Asimismo, la Comisión ha introducido la Unión de Ahorros e Inversiones, que se centra en mejorar la competitividad en el ámbito financiero europeo. Un aspecto clave de este plan es la iniciativa A simpler and faster Europe, que tiene como objetivo disminuir las cargas administrativas en un 25 % para todas las empresas y un 35 % para las pequeñas y medianas empresas (pymes).
La ESMA ha reconocido también la importancia de modernizar el marco regulatorio actual, enfatizando la necesidad de una mayor centralización en ciertas funciones para mejorar la supervisión y la coherencia regulativa. Aunque se enfrenta a un entramado regulatorio complicado, esta organización promueve un enfoque que no busca desregular, sino simplificar y hacer más predecible la regulación existente.

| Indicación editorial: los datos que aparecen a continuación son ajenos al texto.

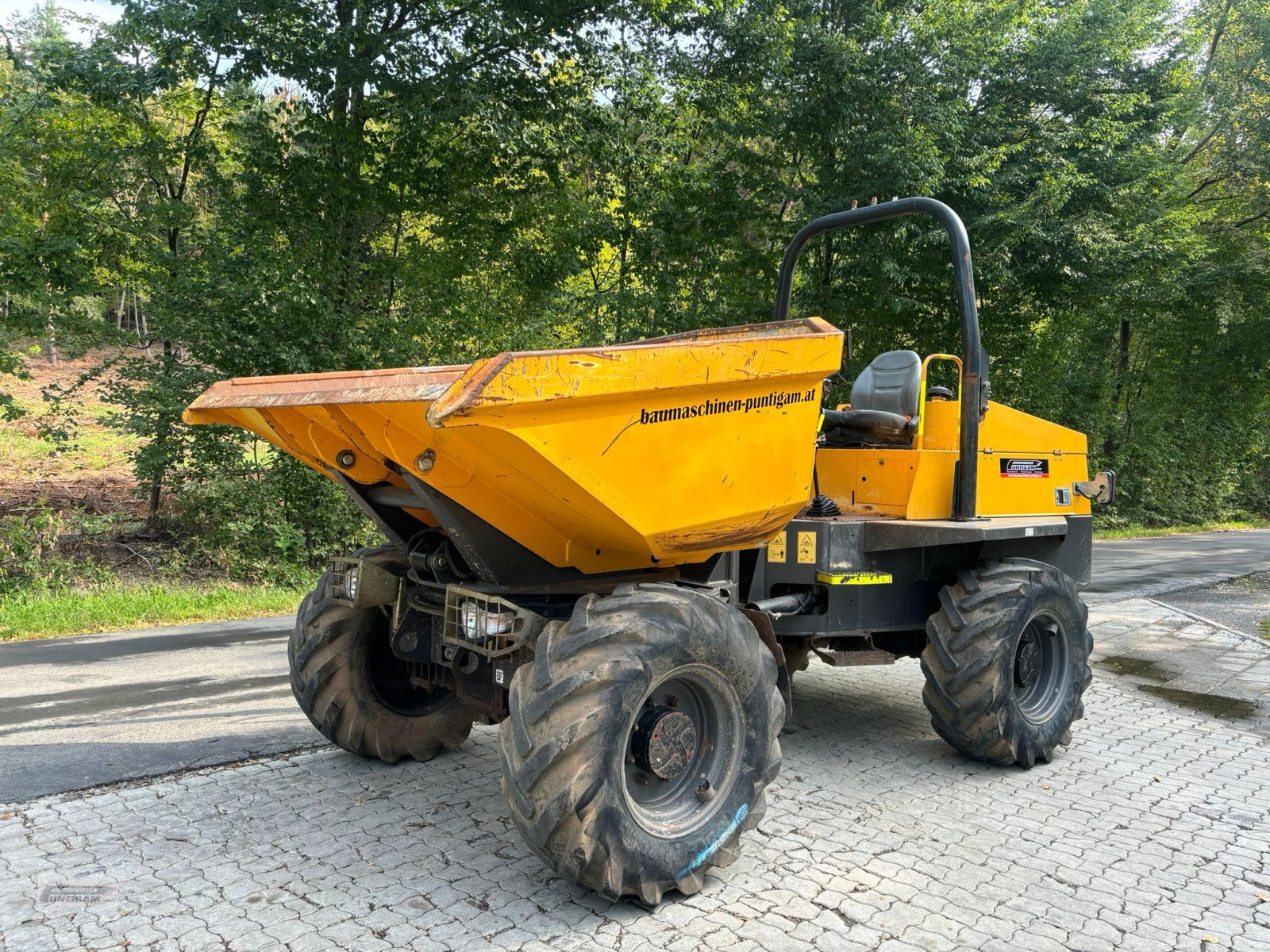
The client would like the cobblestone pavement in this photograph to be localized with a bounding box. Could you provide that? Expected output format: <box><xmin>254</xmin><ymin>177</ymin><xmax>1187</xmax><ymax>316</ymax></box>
<box><xmin>0</xmin><ymin>601</ymin><xmax>1270</xmax><ymax>952</ymax></box>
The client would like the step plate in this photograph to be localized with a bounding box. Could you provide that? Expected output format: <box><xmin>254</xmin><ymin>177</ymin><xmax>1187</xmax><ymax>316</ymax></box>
<box><xmin>815</xmin><ymin>647</ymin><xmax>895</xmax><ymax>668</ymax></box>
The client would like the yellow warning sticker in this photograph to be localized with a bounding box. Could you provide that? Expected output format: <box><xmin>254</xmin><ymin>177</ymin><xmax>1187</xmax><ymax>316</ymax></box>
<box><xmin>767</xmin><ymin>532</ymin><xmax>786</xmax><ymax>562</ymax></box>
<box><xmin>815</xmin><ymin>573</ymin><xmax>891</xmax><ymax>585</ymax></box>
<box><xmin>798</xmin><ymin>532</ymin><xmax>815</xmax><ymax>565</ymax></box>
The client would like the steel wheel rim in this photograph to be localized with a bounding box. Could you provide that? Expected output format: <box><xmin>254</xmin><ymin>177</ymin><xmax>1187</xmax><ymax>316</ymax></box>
<box><xmin>1014</xmin><ymin>612</ymin><xmax>1072</xmax><ymax>725</ymax></box>
<box><xmin>621</xmin><ymin>664</ymin><xmax>741</xmax><ymax>839</ymax></box>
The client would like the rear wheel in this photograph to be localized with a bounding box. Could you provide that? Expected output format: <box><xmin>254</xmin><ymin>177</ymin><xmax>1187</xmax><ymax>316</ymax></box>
<box><xmin>922</xmin><ymin>559</ymin><xmax>1094</xmax><ymax>766</ymax></box>
<box><xmin>499</xmin><ymin>585</ymin><xmax>785</xmax><ymax>904</ymax></box>
<box><xmin>287</xmin><ymin>547</ymin><xmax>472</xmax><ymax>764</ymax></box>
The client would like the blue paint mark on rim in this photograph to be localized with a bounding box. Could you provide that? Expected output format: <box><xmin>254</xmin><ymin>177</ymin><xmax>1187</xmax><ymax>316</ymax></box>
<box><xmin>675</xmin><ymin>804</ymin><xmax>749</xmax><ymax>880</ymax></box>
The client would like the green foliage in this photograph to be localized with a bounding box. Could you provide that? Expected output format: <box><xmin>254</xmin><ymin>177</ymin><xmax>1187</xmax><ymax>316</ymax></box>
<box><xmin>0</xmin><ymin>505</ymin><xmax>85</xmax><ymax>595</ymax></box>
<box><xmin>0</xmin><ymin>580</ymin><xmax>313</xmax><ymax>641</ymax></box>
<box><xmin>175</xmin><ymin>452</ymin><xmax>375</xmax><ymax>585</ymax></box>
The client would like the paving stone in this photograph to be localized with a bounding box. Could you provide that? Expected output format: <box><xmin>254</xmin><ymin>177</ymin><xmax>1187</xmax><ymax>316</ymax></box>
<box><xmin>0</xmin><ymin>599</ymin><xmax>1270</xmax><ymax>952</ymax></box>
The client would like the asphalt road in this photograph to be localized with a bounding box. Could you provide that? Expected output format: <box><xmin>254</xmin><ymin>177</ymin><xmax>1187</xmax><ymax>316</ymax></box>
<box><xmin>0</xmin><ymin>529</ymin><xmax>1270</xmax><ymax>802</ymax></box>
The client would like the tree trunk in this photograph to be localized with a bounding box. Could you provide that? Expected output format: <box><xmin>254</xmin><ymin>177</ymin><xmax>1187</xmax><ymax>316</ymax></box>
<box><xmin>1103</xmin><ymin>320</ymin><xmax>1129</xmax><ymax>457</ymax></box>
<box><xmin>44</xmin><ymin>281</ymin><xmax>57</xmax><ymax>367</ymax></box>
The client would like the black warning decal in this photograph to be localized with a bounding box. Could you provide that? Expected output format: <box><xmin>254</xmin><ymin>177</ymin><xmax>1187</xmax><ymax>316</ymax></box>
<box><xmin>1001</xmin><ymin>455</ymin><xmax>1049</xmax><ymax>480</ymax></box>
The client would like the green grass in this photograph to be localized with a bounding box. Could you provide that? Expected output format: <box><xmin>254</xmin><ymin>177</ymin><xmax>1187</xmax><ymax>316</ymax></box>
<box><xmin>1094</xmin><ymin>519</ymin><xmax>1270</xmax><ymax>538</ymax></box>
<box><xmin>0</xmin><ymin>584</ymin><xmax>307</xmax><ymax>641</ymax></box>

Un cambio significativo que se anticipa es la transición a T+1, programada para el 11 de octubre de 2027. Este cambio pretende mejorar la eficiencia en el proceso de liquidación, reducir riesgos y alinear el mercado europeo con otros grandes mercados internacionales, como el de Estados Unidos. A pesar de que esta transición requerirá un considerable esfuerzo operativo, se considera un paso positivo hacia la mejora de la competitividad.

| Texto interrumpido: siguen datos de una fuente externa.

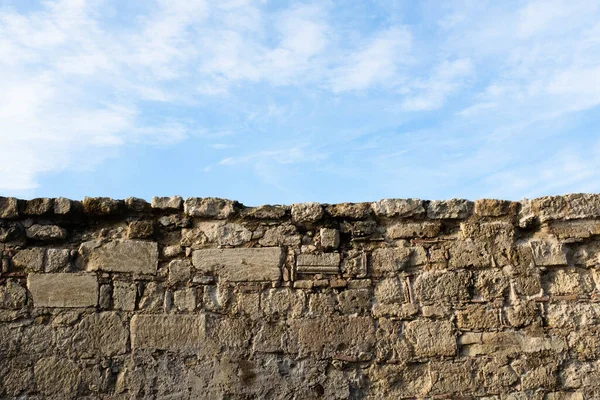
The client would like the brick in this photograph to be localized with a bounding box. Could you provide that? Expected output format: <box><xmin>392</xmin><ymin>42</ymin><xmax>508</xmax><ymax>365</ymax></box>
<box><xmin>79</xmin><ymin>240</ymin><xmax>158</xmax><ymax>274</ymax></box>
<box><xmin>27</xmin><ymin>273</ymin><xmax>98</xmax><ymax>307</ymax></box>
<box><xmin>192</xmin><ymin>247</ymin><xmax>283</xmax><ymax>282</ymax></box>
<box><xmin>131</xmin><ymin>314</ymin><xmax>206</xmax><ymax>351</ymax></box>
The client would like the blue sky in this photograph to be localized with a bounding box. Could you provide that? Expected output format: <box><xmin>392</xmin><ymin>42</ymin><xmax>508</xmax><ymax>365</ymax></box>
<box><xmin>0</xmin><ymin>0</ymin><xmax>600</xmax><ymax>205</ymax></box>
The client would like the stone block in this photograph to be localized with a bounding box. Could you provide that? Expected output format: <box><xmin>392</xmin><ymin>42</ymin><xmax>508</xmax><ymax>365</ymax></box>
<box><xmin>169</xmin><ymin>259</ymin><xmax>192</xmax><ymax>284</ymax></box>
<box><xmin>79</xmin><ymin>240</ymin><xmax>158</xmax><ymax>274</ymax></box>
<box><xmin>459</xmin><ymin>331</ymin><xmax>566</xmax><ymax>357</ymax></box>
<box><xmin>173</xmin><ymin>287</ymin><xmax>197</xmax><ymax>311</ymax></box>
<box><xmin>427</xmin><ymin>199</ymin><xmax>474</xmax><ymax>219</ymax></box>
<box><xmin>413</xmin><ymin>270</ymin><xmax>471</xmax><ymax>303</ymax></box>
<box><xmin>371</xmin><ymin>199</ymin><xmax>425</xmax><ymax>218</ymax></box>
<box><xmin>12</xmin><ymin>247</ymin><xmax>45</xmax><ymax>272</ymax></box>
<box><xmin>475</xmin><ymin>199</ymin><xmax>519</xmax><ymax>217</ymax></box>
<box><xmin>131</xmin><ymin>314</ymin><xmax>206</xmax><ymax>351</ymax></box>
<box><xmin>112</xmin><ymin>281</ymin><xmax>137</xmax><ymax>311</ymax></box>
<box><xmin>296</xmin><ymin>253</ymin><xmax>341</xmax><ymax>275</ymax></box>
<box><xmin>44</xmin><ymin>249</ymin><xmax>70</xmax><ymax>272</ymax></box>
<box><xmin>150</xmin><ymin>196</ymin><xmax>183</xmax><ymax>211</ymax></box>
<box><xmin>529</xmin><ymin>240</ymin><xmax>568</xmax><ymax>267</ymax></box>
<box><xmin>386</xmin><ymin>222</ymin><xmax>441</xmax><ymax>239</ymax></box>
<box><xmin>326</xmin><ymin>203</ymin><xmax>371</xmax><ymax>219</ymax></box>
<box><xmin>25</xmin><ymin>224</ymin><xmax>67</xmax><ymax>241</ymax></box>
<box><xmin>0</xmin><ymin>279</ymin><xmax>27</xmax><ymax>308</ymax></box>
<box><xmin>183</xmin><ymin>197</ymin><xmax>235</xmax><ymax>219</ymax></box>
<box><xmin>27</xmin><ymin>273</ymin><xmax>98</xmax><ymax>307</ymax></box>
<box><xmin>192</xmin><ymin>247</ymin><xmax>283</xmax><ymax>282</ymax></box>
<box><xmin>82</xmin><ymin>197</ymin><xmax>125</xmax><ymax>216</ymax></box>
<box><xmin>291</xmin><ymin>203</ymin><xmax>324</xmax><ymax>224</ymax></box>
<box><xmin>371</xmin><ymin>247</ymin><xmax>418</xmax><ymax>277</ymax></box>
<box><xmin>531</xmin><ymin>193</ymin><xmax>600</xmax><ymax>222</ymax></box>
<box><xmin>406</xmin><ymin>319</ymin><xmax>456</xmax><ymax>357</ymax></box>
<box><xmin>320</xmin><ymin>228</ymin><xmax>340</xmax><ymax>250</ymax></box>
<box><xmin>23</xmin><ymin>197</ymin><xmax>54</xmax><ymax>215</ymax></box>
<box><xmin>0</xmin><ymin>197</ymin><xmax>19</xmax><ymax>218</ymax></box>
<box><xmin>241</xmin><ymin>205</ymin><xmax>289</xmax><ymax>220</ymax></box>
<box><xmin>54</xmin><ymin>197</ymin><xmax>79</xmax><ymax>215</ymax></box>
<box><xmin>375</xmin><ymin>277</ymin><xmax>407</xmax><ymax>304</ymax></box>
<box><xmin>290</xmin><ymin>316</ymin><xmax>375</xmax><ymax>360</ymax></box>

Sin embargo, persiste la preocupación sobre la competitividad regulatoria en Europa. Aunque se están implementando cambios, es crucial que estas iniciativas realmente simplifiquen el entorno regulatorio en lugar de añadir más capas de burocracia. La falta de técnicos económicos y empresariales es otro factor a tener en cuenta, ya que un número elevado de políticos se centra en cuestiones sociales, lo que podría estar afectando la capacidad de respuesta a los desafíos económicos que enfrenta la región.
Contexto: Europa ha estado lidiando con un marco regulatorio complejo que a menudo se percibe como un obstáculo para la competitividad de las empresas frente a otros mercados globales. Las iniciativas recientes de la Comisión Europea buscan no solo abordar estos problemas, sino también asegurar que la regulación sea coherente y efectiva. La BCE y otros organismos financieros están trabajando en la implementación de medidas que faciliten la actividad económica, vital para el crecimiento sostenible de la región.